APRIL 21–AUGUST 14, 2016
The Brooklyn Museum is pleased to announce Tom Sachs: Boombox Retrospective, 1999-2016 has been added to the spring 2016 exhibition schedule. Paying tribute to a defining symbol of street music culture, Tom Sachs will transform the Brooklyn Museum’s Martha A. and Robert S. Rubin Pavilion into a living sound system through an installation of eighteen sculptural boom boxes. Hovering somewhere between art and science, functional and mythological, Tom Sachs: Boombox Retrospective, 1999-2016 will go live on April 21 and run through August 14, 2016. Other spring exhibitions include Agitprop!, Disguise: Masks and Global African Art, and This Place.

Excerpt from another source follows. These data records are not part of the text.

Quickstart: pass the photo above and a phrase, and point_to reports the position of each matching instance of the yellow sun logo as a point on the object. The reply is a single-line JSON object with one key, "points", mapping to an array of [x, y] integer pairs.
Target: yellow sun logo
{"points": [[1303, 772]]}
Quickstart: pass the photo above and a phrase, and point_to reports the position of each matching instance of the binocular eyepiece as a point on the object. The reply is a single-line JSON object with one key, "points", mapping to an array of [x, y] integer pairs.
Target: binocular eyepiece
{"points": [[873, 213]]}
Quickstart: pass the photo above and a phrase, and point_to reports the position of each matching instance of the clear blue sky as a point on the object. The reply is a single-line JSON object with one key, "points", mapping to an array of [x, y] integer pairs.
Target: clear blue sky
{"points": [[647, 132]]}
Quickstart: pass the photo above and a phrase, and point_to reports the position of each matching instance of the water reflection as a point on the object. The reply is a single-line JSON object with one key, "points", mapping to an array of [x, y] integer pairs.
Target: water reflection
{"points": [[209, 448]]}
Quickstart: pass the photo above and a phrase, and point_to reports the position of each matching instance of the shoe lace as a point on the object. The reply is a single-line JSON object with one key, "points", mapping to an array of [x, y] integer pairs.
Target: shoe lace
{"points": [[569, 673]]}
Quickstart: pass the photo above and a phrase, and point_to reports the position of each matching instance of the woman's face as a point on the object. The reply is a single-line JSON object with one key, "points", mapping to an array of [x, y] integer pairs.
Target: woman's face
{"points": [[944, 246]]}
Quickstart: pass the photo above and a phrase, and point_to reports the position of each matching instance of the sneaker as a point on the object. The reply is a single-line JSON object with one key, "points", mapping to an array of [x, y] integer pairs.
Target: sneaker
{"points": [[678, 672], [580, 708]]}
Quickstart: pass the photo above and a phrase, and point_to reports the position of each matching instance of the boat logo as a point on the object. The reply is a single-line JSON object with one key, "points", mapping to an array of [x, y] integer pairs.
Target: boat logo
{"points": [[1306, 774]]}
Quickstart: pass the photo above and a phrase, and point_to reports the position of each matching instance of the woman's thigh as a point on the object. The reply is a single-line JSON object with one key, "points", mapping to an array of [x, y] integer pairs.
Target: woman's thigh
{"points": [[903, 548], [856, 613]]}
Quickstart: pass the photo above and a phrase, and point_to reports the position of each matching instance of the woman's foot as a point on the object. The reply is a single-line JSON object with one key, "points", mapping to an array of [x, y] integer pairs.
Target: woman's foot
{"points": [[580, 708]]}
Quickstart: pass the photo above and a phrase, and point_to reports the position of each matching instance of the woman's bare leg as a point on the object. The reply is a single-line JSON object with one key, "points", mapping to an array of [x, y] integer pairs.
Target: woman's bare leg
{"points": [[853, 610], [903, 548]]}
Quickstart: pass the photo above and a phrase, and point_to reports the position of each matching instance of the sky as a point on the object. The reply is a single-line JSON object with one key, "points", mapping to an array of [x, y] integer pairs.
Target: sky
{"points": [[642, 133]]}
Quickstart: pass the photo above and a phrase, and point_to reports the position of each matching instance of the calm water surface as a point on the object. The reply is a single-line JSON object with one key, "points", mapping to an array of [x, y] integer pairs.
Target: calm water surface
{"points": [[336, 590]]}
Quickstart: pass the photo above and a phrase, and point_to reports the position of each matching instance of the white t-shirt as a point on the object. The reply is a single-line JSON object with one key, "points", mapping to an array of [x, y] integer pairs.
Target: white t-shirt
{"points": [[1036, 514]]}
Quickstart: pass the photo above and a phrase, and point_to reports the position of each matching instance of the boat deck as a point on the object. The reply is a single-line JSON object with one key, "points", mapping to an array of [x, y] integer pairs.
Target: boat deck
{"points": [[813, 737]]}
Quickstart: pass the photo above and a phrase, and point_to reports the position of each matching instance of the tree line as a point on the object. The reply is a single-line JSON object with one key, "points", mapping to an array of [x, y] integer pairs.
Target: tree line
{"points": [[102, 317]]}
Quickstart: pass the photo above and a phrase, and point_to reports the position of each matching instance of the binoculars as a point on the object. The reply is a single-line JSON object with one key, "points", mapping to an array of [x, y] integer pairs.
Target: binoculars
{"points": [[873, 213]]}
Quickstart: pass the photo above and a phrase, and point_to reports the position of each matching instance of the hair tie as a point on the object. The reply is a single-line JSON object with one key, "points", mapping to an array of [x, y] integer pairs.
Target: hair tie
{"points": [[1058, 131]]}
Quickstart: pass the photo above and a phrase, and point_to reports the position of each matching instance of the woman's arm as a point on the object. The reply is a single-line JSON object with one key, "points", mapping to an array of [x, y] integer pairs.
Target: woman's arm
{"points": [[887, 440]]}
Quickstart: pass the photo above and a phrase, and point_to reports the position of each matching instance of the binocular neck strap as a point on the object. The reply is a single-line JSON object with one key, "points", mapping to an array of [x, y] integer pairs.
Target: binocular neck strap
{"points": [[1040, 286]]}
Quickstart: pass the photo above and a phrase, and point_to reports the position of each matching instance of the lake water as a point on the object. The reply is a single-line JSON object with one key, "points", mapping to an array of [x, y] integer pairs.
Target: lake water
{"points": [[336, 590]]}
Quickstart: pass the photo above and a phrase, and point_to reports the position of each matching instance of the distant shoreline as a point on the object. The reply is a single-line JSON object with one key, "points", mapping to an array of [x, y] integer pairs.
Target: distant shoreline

Tom Sachs’s highly personalized use of materials and processes is rooted in bricolage, the construction of art from a range of available, everyday objects, and Boombox Retrospective, 1999-2016 demonstrates the artist’s unique DIY aesthetic centered on ritual and symbolism. Using a specialized language of construction and working inventively with a wide range of materials such as plywood, foam core, batteries, duct tape, rudimentary wires, hot glue, and solder, the artist and his assistants fabricate and modify hardware, objects, and architectural constructions.
The boom boxes will activate the Museum’s entrance through a scheduled series of eclectic sound experiences curated by the artist and drawing from his own musical community and the rich history of music in Brooklyn. Public programs to be announced will feature live DJ sets. Each stereo has been used in support of an activity, ritual, or event. “From dance party, to road trip, to poche vide (a place to empty your pockets as you enter your home), to laboratory, to bachelor pad, to iPhone dock, sounds systems have always been a part of my work and will be as long as I continue to love music,” said Sachs.
Eighteen works will be on view, including Toyan’s (2002), a group of speakers 8 feet tall by 12 feet across inspired by Jamaican sound systems; Presidential Vampire Booth (2002), complete with a stocked bar and Presidential seal; and Phonkey (2011), which is made of steel, hardware, Gaffers tape, and a JVC Stereo Radio Cassette Recorder RC-M50C and was part of the series Space Program: Mars, a massive installation at the Park Avenue Armory in 2012. The boom box sculptures reveal Sachs’s passion for crafting better versions of things that already exist. “His skill and inventiveness in transforming everyday materials are on display here along with his wit and humor,” said Eugenie Tsai, the Museum’s John and Barbara Vogelstein Curator of Contemporary Art.
Coinciding with the Brooklyn Museum installation, the Noguchi Museum will present Tom Sachs: Tea Ceremony, an irreverent but respectful take on traditional tea ceremony rituals, through July 24.
New York–based sculptor Tom Sachs is best known for work that engages with politics and the history of Modernism. Remixing and recycling elements of culture, Sachs’s work demands that his audience question the pervasive messages disseminated so effectively by modern media. In often elaborate installations that restage icons of modern design and engineering using incongruous materials, from a model of Le Corbusier’s infamous 1952 Unite d’Habitation made from foam core to a plywood McDonald’s, he creates unexpected juxtapositions that are both humorous and politically-minded.
Sachs’s work has been exhibited widely, including in solo shows at the Park Avenue Armory (2012), the Fondazione Prada in Milan (2006), the Astrup Fearnley Museet fur Moderne Kunst in Oslo, and the Deutsche Guggenheim in Berlin (2003). The Brooklyn Museum presentation follows Contemporary Austin’s Tom Sachs: Boombox Retrospective 1999-2015, which opened in January 2015.
This exhibition is organized by Eugenie Tsai, John and Barbara Vogelstein Curator of Contemporary Art, Brooklyn Museum.